Abstract
The first breeding program in the world for durum wheat was conceived in Italy in the early 1900s. Over the decades, pressure exerted by natural and artificial selection could have progressively reduced the genetic diversity of the durum wheat germplasm. In the present study, a large panel of Italian durum wheat accessions that includes landraces, old and modern cultivars was subjected to genotyping using the Illumina iSelect 15K wheat SNP array. The aim was to assess the impact that selection has in shaping Italian durum wheat genetic diversity and to exploit the patterns of genetic diversity between populations to identify molecular signatures of divergence and selection. Relatively small differences in genetic diversity have been observed among accessions, which have been selected and cultivated in Italy over the past 150 years. Indeed, directional selection combined with that operated by farmers/breeders resulted in the increase of linkage disequilibrium (LD) and in changes of the allelic frequencies in DNA regions that control important agronomic traits. Results from this study also show that major well-known genes and/or QTLs affecting plant height (RHT), earliness (VRN, PPD) and grain quality (GLU, PSY, PSD, LYC, PPO, LOX3) co-localized with outlier SNP loci. Interestingly, many of these SNPs fall in genomic regions where genes involved in nitrogen metabolism are. This finding highlights the key role these genes have played in the transition from landraces to modern cultivars. Finally, our study remarks on the need to fully exploit the genetic diversity of Italian landraces by intense pre-breeding activities aimed at introducing a new source of adaptability and resistance in the genetic background of modern cultivars, to contrast the effect of climate change. The list of divergent loci and loci under selection associated with useful agronomic traits represents an invaluable resource to detect new allelic variants for target genes and for guiding new genomic selection programs in durum wheat.
Highlights
Durum wheat [Triticum turgidum subsp. durum (Desf.) Husn] is one of the most important staple crops and it is primarily cultivated in the Mediterranean regions, Southern Europe, and North Africa
Indices of genetic diversity were computed to describe the variability within the 259 durum wheat accessions included in the whole collection and among subpopulations (i.e., LR, old cultivars (OC), modern cultivars (MC), MC1, MC2, and MC3) (Table 1)
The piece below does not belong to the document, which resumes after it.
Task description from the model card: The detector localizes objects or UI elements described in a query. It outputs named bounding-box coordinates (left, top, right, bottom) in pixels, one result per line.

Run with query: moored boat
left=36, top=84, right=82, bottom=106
The number of P and parsimony informative sites (PIS) sites slightly decreased moving from LR (P = 3,059 and PIS = 2,819) to OC (P = 2,897 and PIS = 2,495), while it increased again up to P = 3,084 and PIS = 2,689 in MC
Summary
Durum wheat [Triticum turgidum subsp. durum (Desf.) Husn] is one of the most important staple crops and it is primarily cultivated in the Mediterranean regions, Southern Europe, and North Africa. Its domestication took place about 10,000 years ago in the Fertile Crescent, as a result of selection and domestication of wild and domesticated emmer (Zohary et al, 2012). As it happened with most crops, the wheat domestication process occurs in four stages (Meyer and Purugganan, 2013; Gaut et al, 2018), during which phenotypic traits changed due to variations in genetic diversity patterns. Differentiation between wild and domesticated populations is affected by artificial (intentional and/or unconscious) and natural selection that contributes to the adaptation of crops to particular climates and diverse environments (McKey et al, 2012) Artificial selection favors traits identified as valuable by the breeders within wild populations, which are characterized by a wide genetic diversity due to demographic factors, including population size and a variation in recombination rate (Jordan et al, 2015).